You can guarantee water will find the easiest way to find balance and right now, it staining the sand encroaches further and finally breaches the beach, cascading gently into the river.

No news of loss of life, but human misery is a given. The leakage trickles news, empathy of various amplitudes ebbs.

Water doing what water does best – falling with a clarity of purpose, taking the shortest route.

‘The eruption of the underwater volcano Hunga Tonga–Hunga Ha’apai created a tsunami felt across the Pacific Ocean. This includes Australia, where small but measurable tsunami waves were still being recorded as late as Monday afternoon.’[i]

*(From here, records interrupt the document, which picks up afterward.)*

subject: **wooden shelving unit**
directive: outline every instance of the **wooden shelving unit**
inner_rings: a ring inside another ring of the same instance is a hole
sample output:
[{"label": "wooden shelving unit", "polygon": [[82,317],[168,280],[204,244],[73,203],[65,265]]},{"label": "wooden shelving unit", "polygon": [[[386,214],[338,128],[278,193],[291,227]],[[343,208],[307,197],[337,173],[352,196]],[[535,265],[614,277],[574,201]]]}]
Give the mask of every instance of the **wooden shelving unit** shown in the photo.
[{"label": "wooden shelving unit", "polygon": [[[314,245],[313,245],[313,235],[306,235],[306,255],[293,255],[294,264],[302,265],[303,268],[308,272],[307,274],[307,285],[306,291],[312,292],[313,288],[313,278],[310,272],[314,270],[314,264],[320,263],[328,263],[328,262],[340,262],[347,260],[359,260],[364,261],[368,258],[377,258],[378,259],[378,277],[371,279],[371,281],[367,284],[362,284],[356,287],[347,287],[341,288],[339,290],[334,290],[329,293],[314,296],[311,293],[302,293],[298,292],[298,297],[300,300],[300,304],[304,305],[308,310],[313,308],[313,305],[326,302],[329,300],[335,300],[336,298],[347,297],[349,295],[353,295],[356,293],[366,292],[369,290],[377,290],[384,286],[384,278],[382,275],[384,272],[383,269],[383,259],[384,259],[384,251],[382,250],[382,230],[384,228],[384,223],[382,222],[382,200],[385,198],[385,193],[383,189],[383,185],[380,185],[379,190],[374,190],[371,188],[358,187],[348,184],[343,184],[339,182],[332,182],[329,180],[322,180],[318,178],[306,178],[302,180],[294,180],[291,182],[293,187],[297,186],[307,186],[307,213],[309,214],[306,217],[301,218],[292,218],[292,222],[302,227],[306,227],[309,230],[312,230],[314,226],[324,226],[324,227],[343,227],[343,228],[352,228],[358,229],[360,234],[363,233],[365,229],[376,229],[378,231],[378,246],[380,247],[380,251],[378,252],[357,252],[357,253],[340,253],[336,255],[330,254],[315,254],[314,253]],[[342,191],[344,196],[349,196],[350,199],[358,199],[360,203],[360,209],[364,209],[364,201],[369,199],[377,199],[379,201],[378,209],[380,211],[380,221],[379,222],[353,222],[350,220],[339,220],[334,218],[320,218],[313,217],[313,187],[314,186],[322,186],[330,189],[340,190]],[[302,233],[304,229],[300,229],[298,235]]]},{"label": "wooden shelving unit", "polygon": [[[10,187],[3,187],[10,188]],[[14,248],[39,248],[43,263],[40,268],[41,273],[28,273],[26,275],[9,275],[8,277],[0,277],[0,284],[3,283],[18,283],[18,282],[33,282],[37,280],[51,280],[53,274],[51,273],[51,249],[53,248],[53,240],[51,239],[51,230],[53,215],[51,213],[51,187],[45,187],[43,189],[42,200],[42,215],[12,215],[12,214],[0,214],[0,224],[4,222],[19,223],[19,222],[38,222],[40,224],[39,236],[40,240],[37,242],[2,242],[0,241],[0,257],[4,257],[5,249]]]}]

Magpies, a pair, sing, from a dead tree tip. They have so much time for music. Flocks of tern and gulls fly past sunrise, a blushed mousehole in cloud.

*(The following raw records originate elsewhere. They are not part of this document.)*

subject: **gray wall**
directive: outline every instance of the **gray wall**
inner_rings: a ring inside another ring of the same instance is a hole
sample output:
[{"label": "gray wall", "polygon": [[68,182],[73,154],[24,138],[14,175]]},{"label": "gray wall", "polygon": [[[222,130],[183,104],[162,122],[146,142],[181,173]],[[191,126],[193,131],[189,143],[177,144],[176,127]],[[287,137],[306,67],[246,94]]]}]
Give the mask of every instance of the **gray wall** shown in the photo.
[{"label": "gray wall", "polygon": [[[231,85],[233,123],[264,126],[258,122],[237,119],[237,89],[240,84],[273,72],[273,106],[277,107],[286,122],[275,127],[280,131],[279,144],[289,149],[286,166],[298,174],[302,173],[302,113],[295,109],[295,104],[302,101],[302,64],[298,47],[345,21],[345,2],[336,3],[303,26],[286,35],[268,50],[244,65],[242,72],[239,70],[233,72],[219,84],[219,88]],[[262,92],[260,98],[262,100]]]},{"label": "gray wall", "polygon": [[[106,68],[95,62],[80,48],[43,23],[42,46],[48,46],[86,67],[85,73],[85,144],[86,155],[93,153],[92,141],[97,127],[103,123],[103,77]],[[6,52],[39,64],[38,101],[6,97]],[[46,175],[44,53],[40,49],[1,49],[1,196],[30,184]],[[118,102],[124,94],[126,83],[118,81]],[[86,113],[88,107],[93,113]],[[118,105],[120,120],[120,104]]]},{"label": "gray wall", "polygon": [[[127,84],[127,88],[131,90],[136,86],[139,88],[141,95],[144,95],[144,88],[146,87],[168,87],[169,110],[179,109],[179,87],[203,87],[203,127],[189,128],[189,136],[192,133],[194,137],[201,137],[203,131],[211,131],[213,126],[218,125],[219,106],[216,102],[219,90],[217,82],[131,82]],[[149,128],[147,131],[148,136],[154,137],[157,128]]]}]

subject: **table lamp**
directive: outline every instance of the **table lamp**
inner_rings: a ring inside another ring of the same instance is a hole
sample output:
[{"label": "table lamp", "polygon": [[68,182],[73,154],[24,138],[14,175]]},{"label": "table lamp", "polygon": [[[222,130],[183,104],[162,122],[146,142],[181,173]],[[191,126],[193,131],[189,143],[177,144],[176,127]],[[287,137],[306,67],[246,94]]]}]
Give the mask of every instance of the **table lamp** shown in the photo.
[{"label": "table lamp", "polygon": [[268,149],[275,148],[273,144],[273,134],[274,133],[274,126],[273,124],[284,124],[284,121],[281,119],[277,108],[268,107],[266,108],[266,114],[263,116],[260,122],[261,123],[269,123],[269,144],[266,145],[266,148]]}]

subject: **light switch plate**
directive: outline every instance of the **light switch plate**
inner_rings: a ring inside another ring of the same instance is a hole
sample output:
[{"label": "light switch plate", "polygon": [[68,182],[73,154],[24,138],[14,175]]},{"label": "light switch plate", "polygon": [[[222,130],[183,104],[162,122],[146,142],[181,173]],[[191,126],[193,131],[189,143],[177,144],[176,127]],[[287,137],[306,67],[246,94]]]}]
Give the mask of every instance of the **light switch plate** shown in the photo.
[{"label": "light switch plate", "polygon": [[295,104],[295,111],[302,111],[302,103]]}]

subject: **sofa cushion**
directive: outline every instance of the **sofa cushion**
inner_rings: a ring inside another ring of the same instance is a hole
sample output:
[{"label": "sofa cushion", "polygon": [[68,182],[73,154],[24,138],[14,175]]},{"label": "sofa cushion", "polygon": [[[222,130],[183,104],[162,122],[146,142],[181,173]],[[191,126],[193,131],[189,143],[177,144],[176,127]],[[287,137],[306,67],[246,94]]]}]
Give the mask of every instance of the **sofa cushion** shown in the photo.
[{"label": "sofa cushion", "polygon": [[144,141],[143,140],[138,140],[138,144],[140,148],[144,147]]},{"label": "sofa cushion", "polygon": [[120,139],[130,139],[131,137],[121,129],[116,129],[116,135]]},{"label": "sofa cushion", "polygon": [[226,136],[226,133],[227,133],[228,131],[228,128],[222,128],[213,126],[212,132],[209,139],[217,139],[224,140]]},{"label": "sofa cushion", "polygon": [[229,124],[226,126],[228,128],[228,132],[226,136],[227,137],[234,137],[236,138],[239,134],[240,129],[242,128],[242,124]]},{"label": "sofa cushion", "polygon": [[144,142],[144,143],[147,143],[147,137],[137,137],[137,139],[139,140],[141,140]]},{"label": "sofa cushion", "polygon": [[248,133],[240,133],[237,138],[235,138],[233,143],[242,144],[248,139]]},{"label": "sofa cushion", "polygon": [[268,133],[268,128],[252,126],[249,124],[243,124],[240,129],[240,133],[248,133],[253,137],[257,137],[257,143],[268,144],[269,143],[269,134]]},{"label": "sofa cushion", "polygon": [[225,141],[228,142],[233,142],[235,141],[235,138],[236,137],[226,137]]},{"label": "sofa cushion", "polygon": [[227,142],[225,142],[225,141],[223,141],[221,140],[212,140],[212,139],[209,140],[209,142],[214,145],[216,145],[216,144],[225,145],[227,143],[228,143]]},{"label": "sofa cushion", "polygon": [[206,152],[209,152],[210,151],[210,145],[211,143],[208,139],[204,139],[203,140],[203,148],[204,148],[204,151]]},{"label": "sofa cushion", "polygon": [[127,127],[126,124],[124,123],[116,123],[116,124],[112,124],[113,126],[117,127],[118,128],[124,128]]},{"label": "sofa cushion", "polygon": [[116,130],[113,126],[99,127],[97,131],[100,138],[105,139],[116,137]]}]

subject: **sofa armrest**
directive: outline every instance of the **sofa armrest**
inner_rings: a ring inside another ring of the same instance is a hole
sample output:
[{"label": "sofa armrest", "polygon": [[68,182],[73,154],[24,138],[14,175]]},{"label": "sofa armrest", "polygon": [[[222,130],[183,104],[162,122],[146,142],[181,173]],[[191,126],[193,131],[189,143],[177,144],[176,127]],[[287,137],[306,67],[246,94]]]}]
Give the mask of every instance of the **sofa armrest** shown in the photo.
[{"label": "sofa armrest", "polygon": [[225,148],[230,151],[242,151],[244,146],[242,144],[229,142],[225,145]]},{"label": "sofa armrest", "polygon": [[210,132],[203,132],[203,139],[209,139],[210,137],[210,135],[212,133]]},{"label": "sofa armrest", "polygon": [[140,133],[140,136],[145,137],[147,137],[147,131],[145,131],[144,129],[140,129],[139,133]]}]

I stand chanting inside the deep, oceanic white drone, vibrating from my sinus down to the belly, my attention wanders to the Pied Oystercatcher, listening for a moment my heart is not in it. In a rush water crashes along the bank with surprising force, soaking my feet.

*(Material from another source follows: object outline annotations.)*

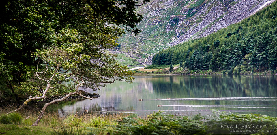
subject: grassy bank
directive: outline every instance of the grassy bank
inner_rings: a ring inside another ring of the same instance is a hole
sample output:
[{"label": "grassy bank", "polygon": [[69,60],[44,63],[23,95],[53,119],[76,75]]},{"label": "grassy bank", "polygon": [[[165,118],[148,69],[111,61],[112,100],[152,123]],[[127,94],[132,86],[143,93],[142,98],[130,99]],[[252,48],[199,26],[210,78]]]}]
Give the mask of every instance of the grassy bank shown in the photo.
[{"label": "grassy bank", "polygon": [[273,72],[269,70],[263,72],[257,71],[248,71],[243,68],[235,68],[229,70],[223,70],[216,72],[210,70],[190,70],[188,68],[180,68],[180,64],[174,65],[173,71],[171,72],[169,71],[170,65],[152,65],[148,66],[144,69],[139,69],[133,70],[135,74],[276,74],[277,71]]},{"label": "grassy bank", "polygon": [[[45,115],[37,127],[31,126],[39,113],[23,110],[6,114],[2,109],[0,134],[212,134],[206,132],[207,121],[270,121],[277,134],[277,118],[252,114],[234,114],[215,111],[212,115],[177,116],[162,111],[146,117],[135,114],[103,115],[88,112],[60,118],[55,113]],[[27,116],[30,118],[24,118]],[[259,133],[255,134],[259,134]]]}]

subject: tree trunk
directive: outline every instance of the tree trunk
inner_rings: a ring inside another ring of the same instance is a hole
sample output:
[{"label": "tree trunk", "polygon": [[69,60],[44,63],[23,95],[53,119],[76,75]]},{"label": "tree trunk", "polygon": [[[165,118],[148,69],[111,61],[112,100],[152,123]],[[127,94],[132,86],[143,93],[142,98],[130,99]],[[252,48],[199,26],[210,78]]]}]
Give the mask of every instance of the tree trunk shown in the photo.
[{"label": "tree trunk", "polygon": [[45,110],[46,109],[46,108],[48,106],[50,105],[51,105],[52,104],[50,104],[50,103],[46,103],[44,105],[44,106],[43,106],[43,107],[42,108],[42,109],[41,109],[41,111],[40,114],[40,115],[38,115],[38,118],[37,119],[37,120],[35,121],[35,122],[34,123],[32,126],[38,126],[38,122],[40,122],[40,120],[41,119],[41,118],[42,118],[42,117],[43,116],[43,115],[44,114],[45,112]]},{"label": "tree trunk", "polygon": [[34,124],[33,124],[32,126],[38,126],[38,123],[40,122],[40,120],[42,118],[42,117],[43,116],[43,115],[44,113],[46,113],[46,112],[45,112],[45,110],[46,110],[46,108],[47,108],[48,106],[52,104],[53,104],[56,102],[61,102],[65,100],[67,98],[70,96],[74,95],[79,95],[81,97],[84,98],[89,99],[92,99],[92,98],[88,98],[87,97],[86,97],[81,95],[81,93],[78,92],[79,88],[80,86],[84,83],[85,83],[84,82],[82,82],[81,83],[79,83],[79,84],[77,85],[77,87],[76,87],[76,89],[75,92],[70,93],[68,93],[68,94],[66,95],[66,96],[63,97],[61,99],[55,99],[48,103],[46,103],[44,105],[44,106],[43,106],[43,107],[41,111],[40,112],[40,115],[38,116],[38,118],[35,121],[35,122],[34,123]]}]

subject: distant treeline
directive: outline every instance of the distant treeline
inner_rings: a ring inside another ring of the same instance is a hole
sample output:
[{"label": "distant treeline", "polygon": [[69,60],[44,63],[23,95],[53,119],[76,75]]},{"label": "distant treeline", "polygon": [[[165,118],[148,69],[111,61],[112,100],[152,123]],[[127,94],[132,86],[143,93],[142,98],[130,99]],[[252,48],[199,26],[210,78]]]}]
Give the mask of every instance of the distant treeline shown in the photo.
[{"label": "distant treeline", "polygon": [[185,62],[183,68],[191,70],[226,70],[230,73],[273,72],[277,67],[276,16],[275,2],[238,23],[157,53],[153,64]]}]

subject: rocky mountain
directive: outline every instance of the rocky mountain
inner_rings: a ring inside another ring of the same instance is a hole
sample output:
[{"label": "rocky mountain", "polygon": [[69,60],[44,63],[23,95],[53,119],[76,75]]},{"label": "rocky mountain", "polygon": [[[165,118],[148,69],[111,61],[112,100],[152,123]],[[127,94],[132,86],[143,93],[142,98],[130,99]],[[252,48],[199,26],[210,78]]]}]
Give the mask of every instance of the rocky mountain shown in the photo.
[{"label": "rocky mountain", "polygon": [[144,16],[138,25],[140,34],[126,33],[118,40],[120,47],[113,51],[125,54],[117,58],[124,65],[150,64],[158,51],[238,22],[274,1],[154,0],[137,9]]}]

[i] ‘The waves that subsequently arrived at the Australian coast were comparable to some of the biggest tsunami waves recorded here, including those generated by the southern Chile earthquake in 1960 – one of the largest on record.’  Hannah Power, ‘Waves from the Tonga tsunami are still being felt in Australia – and even a 50cm surge could knock you off your feet’, The Conversation, 17 Jan, 2022.